E1097

STRUCTURE OF EQUINE INFECTIOUS ANEMIA VIRUS PROTEINASE COMPLEXED WITH AN INHIBITOR. Jukka Kervinen (1), Alla Gustchina (1), David Powell (2), Alexander Zdanov (1), John Kay (2), and Alexander Wlodawer (1), (1) Macromolecular Structure Laboratory, NCI-Frederick Cancer Research and Development Center, ABL-Basic Research Program, Frederick, MD 21702, USA, (2) University of Wales, Cardiff, Wales, UK

Equine infectious anemia virus (EIAV) belongs to the lentiviral family of retroviruses and it is a causative agent of an infectious anemia (swamp fever) in horses. EIAV proteinase (PR) processes viral polyproteins into functional molecules. X-ray structure of a complex of recombinant EIAV PR with the inhibitor HBY-793 has been solved at 1.8 Å resolution and refined to a crystallographic R-factor of 0.136. The overall fold of EIAV PR is very similar to the fold of other retroviral proteinases.

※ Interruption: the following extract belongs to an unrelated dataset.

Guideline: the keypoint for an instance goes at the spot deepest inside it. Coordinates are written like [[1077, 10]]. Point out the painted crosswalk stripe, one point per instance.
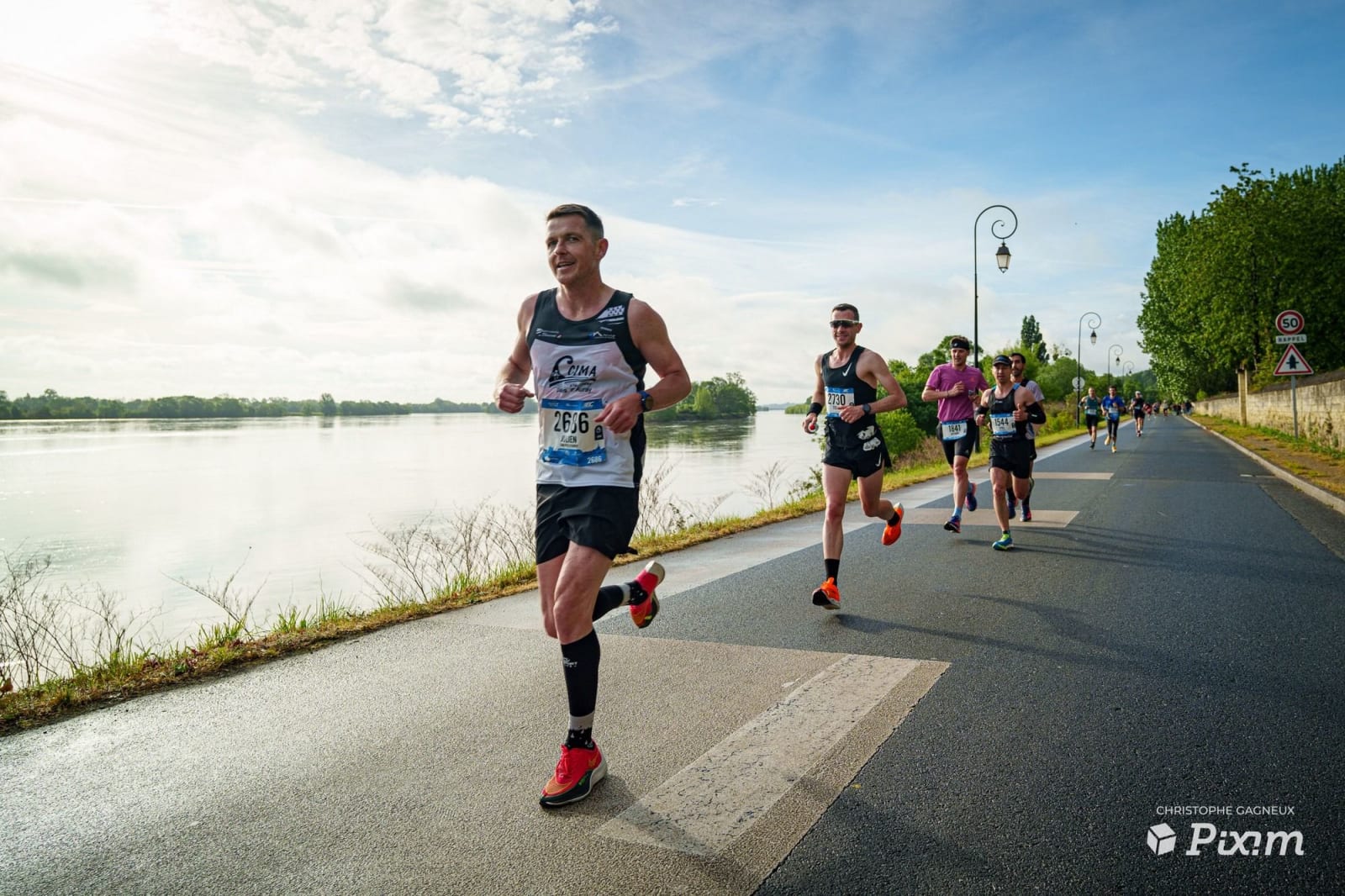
[[712, 802]]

However, the appearance of the second [[alpha]]-helix in the monomer is a feature not previously reported for retroviral PRs. Despite their strong structural homology, different retroviral PRs show extreme diversity in the binding of substrates and inhibitors. The diversity in affinity may be explained by the structural differences caused by sequence diversity at critical positions in the active site cleft and nearby regions. Here, comparison of the high resolution structures of EIAV PR, feline immunodeficiency virus PR, HIV PR, and Rous sarcoma virus PR are used to explain some of those differences.